Southern discomfort
YOUNG BELLES’ WORLD UPENDED BY UNION SOLDIER IN COPPOLA’S ‘BEGUILED’
I’m half off the Sofia Coppola train. She may have won both the venerable Palm d’Or and the best director prizes at Cannes with her sex-besotted Southern Gothic tale “The Beguiled.” But I was not quite as beguiled as the Cannes judges by the film, although I adored the cinematography and the performances are undeniably very good.
To begin with, Don Siegel’s trashyartsy 1971 version “The Beguiled” — with Clint Eastwood as the wounded Union soldier who takes advantage of (or is he taken advantage by?) a group of sex-hungry Southern belles hiding in a Spanish moss-hung mansion/school and who take him in — is probably my least favorite of the Siegel-Eastwood collaborations, although it is better than the remake.

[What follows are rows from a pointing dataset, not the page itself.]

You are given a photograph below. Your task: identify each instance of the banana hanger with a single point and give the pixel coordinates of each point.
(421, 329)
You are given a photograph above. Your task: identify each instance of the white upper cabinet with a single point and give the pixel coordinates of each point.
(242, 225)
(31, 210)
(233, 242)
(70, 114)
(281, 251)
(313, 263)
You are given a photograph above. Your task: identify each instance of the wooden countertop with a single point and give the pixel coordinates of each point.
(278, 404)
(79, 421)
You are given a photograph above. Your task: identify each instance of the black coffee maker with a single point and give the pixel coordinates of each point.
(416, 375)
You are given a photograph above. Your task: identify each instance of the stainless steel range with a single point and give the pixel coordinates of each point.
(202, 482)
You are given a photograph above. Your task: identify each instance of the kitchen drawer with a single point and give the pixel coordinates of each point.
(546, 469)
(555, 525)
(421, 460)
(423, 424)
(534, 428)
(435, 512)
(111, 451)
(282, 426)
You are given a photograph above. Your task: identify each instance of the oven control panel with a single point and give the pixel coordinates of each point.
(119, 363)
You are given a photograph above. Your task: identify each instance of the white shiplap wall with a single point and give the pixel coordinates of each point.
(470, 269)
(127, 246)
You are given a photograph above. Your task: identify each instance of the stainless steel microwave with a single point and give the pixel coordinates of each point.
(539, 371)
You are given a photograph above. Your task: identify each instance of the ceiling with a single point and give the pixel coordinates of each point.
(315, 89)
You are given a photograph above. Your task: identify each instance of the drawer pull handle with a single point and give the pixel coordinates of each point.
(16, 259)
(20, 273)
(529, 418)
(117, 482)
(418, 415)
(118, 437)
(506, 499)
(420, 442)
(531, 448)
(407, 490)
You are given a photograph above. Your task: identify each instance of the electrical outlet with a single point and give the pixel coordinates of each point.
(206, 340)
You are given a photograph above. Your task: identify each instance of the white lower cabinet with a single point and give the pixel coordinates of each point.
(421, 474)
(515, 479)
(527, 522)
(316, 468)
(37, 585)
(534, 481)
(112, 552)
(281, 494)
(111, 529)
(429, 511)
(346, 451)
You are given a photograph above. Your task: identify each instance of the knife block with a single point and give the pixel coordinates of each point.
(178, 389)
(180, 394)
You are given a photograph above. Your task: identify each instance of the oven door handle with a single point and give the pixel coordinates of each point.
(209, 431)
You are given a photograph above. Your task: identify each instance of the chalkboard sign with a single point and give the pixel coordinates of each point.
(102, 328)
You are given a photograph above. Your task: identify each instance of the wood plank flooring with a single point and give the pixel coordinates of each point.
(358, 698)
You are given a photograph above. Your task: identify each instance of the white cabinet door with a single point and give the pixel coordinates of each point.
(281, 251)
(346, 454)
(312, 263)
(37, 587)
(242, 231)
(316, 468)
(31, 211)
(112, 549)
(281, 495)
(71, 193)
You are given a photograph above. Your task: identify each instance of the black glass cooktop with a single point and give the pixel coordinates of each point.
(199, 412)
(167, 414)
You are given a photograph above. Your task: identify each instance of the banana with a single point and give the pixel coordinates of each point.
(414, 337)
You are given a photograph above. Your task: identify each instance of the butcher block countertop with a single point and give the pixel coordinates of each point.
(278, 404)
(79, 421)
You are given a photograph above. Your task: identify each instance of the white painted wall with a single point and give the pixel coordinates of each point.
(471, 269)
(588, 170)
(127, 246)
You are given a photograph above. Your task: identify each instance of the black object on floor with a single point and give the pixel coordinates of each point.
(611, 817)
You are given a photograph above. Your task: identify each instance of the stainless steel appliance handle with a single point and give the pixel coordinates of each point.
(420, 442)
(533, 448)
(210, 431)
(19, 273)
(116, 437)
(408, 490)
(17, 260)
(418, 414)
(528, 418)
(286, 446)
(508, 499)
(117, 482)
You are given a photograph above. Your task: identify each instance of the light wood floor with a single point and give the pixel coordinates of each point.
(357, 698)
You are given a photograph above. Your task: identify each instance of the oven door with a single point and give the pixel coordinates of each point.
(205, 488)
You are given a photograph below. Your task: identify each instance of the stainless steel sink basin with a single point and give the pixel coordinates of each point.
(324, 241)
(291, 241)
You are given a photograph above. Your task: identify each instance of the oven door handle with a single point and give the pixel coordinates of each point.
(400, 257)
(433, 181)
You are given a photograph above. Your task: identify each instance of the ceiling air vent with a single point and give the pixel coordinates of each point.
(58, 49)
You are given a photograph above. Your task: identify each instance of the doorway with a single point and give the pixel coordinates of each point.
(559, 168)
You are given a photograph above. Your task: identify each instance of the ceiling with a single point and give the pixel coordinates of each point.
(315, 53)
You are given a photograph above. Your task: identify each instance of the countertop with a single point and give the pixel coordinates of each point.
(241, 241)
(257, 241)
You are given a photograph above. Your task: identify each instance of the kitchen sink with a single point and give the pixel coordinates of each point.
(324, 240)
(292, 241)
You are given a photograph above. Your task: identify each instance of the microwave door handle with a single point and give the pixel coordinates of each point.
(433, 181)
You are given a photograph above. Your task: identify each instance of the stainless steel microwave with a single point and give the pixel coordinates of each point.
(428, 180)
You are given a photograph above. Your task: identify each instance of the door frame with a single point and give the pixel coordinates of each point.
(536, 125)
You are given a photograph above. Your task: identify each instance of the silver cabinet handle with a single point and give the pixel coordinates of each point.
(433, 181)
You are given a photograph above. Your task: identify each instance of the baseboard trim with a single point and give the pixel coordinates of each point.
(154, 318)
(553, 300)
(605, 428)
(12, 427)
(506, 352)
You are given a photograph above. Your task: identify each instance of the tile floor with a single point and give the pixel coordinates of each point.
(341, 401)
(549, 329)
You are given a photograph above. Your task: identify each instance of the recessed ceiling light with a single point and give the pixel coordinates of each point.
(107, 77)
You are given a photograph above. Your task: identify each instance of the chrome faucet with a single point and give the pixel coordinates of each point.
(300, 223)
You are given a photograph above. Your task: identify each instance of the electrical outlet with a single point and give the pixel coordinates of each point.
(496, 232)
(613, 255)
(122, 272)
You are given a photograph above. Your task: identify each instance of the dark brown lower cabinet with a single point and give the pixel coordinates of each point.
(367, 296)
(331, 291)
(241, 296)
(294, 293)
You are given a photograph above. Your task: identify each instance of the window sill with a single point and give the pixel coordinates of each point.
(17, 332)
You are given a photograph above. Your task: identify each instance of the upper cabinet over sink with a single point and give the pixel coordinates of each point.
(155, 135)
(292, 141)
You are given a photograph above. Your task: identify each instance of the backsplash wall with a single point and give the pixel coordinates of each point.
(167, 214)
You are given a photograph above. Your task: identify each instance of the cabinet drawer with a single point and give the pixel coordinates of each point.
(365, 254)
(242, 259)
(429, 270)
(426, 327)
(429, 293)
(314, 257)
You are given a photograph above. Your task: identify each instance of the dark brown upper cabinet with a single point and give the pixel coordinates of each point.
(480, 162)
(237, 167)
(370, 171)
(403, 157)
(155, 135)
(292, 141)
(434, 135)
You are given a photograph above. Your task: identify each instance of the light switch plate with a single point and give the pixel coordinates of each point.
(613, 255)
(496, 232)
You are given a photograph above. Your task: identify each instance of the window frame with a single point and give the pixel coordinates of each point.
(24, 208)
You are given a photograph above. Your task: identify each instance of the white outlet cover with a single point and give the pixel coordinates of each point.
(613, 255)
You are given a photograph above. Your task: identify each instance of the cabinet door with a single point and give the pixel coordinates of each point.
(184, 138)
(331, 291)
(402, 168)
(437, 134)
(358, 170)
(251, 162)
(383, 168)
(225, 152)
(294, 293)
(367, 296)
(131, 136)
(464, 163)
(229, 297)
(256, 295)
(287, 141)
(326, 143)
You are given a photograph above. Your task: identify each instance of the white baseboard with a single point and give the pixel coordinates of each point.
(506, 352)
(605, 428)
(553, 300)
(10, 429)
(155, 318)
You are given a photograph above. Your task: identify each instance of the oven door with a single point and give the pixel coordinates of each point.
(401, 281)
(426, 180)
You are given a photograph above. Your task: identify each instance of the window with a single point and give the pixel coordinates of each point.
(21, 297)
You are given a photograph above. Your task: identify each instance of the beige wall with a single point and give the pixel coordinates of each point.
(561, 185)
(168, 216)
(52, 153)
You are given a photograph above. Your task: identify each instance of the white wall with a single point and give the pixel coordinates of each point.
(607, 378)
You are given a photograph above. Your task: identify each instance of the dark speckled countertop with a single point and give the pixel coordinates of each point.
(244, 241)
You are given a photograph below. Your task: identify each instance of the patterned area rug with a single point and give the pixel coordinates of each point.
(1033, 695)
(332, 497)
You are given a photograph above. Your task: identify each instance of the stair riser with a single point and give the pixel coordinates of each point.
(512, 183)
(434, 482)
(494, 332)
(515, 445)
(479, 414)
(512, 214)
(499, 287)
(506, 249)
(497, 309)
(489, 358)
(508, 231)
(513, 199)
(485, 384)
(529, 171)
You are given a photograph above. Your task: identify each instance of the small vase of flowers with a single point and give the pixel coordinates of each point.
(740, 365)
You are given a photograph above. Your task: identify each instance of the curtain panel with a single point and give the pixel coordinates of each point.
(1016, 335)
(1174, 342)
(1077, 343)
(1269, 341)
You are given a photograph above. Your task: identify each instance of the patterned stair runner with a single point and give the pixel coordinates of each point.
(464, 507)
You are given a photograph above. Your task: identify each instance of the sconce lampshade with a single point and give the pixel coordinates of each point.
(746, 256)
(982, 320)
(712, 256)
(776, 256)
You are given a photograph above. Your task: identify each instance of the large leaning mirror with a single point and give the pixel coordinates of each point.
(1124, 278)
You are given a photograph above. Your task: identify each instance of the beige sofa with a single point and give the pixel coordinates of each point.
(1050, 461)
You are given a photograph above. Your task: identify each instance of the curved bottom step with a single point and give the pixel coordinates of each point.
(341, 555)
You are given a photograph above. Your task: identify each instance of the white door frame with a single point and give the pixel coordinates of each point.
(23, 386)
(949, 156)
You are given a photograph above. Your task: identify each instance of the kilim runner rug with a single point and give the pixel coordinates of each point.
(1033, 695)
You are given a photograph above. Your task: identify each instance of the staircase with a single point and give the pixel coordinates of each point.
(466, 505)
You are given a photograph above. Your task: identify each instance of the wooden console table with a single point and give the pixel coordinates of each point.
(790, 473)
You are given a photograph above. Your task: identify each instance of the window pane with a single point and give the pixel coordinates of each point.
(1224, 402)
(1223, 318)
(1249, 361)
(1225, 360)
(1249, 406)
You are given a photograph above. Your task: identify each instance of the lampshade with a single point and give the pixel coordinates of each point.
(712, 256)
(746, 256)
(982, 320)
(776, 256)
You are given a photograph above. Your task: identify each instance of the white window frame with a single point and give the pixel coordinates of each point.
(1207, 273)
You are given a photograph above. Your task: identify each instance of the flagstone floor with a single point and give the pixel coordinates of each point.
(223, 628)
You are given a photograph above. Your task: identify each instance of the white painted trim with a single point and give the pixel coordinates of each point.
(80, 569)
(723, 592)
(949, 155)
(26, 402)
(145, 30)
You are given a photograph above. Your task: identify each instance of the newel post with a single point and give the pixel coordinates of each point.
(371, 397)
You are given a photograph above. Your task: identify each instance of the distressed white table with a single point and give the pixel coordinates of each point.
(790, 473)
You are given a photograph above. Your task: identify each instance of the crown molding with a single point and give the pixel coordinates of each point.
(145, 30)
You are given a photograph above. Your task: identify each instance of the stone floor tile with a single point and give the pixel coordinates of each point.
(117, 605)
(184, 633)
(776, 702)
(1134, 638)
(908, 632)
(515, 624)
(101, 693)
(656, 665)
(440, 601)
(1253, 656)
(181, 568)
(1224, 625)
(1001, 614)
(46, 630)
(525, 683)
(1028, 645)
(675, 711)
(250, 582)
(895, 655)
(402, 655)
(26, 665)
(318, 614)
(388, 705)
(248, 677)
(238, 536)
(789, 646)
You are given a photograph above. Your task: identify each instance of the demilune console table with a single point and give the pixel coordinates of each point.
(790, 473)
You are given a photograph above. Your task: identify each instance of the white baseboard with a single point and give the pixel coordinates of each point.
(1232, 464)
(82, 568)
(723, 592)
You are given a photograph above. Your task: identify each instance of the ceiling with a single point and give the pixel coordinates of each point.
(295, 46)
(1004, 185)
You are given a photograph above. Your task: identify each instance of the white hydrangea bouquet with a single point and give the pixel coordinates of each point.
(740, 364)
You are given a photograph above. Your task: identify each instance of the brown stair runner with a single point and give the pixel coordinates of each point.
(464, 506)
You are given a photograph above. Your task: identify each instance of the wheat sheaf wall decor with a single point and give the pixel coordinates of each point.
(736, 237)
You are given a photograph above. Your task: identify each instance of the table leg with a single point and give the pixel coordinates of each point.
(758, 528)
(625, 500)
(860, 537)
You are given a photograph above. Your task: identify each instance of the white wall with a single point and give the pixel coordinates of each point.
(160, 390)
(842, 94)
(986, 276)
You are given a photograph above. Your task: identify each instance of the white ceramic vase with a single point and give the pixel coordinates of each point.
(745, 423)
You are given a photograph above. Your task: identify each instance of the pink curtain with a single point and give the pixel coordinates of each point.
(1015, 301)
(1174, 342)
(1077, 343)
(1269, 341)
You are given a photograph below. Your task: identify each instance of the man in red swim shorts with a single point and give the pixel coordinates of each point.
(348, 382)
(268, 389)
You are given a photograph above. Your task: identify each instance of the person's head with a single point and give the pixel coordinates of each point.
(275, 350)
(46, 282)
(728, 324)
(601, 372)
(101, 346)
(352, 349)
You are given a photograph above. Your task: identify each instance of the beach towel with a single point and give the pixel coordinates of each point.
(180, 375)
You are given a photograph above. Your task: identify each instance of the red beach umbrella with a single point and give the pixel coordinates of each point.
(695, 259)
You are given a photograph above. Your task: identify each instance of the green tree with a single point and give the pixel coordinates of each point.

Both “Beguiled” films are based on a 1966 novel by Thomas Cullinan, also the author of “The Besieged” and “The Bedeviled,” if you can believe it. In Coppola’s film, young Cpl. John McBurney is played by Irishman Colin Farrell, whose ability to cast an erotic spell has diminished in my view, especially since “The Lobster.”
McBurney is taken in reluctantly by headmistress Miss Martha (a sexually simmering Nicole Kidman), head of a household of French verb-conjugating young women in the waning days of the Civil War. Among her coinhabitants in the beautifully photographed by Philippe Le Sourd (“The Grandmaster”) house and grounds are the frankly sexstarved teacher Edwina (Kirsten Dunst), underage wild thing Alicia (Elle Fanning) and precocious child Amy (a very good Oona Laurence).
McBurney is the not-so-subtle serpent in the all-female paradise created by Miss Martha (and Coppola). Conspicuously lacking in this version is the sexual abuse-familiar African slave played by Mae Mercer in the Siegel film. Those of us who remember Mercer miss her character. Objections have been raised about Coppola’s “whitewashing” of the film. Admirers of Coppola’s film have cited her interest in the group psychology of women in such previous films as “The Virgin Suicides,” which I think is overrated, and “The Bling Ring,” which I can barely remember.
Kidman’s Miss Martha, who is oddly less kinky than the one played by the great Geraldine Fitzgerald in the original, is fiercely attracted to McBurney, and Kidman is very good at expressing this burning, middle-aged lust. But Edwina finds him in the clinch with Alicia, and he gets knocked down a flight of stairs, badly breaking his leg. What happens next is a symbolic castration. Coppola does little to mitigate the innate misogyny of the piece. Mushrooms anyone? Any connection between “The Beguiled” and Stephen King’s “Misery” is purely respectful, I guess. At least King didn’t call his book “The Bedraggled.”
(“The Beguiled” is rated R but weirdly unsexy, given the subject matter and themes.)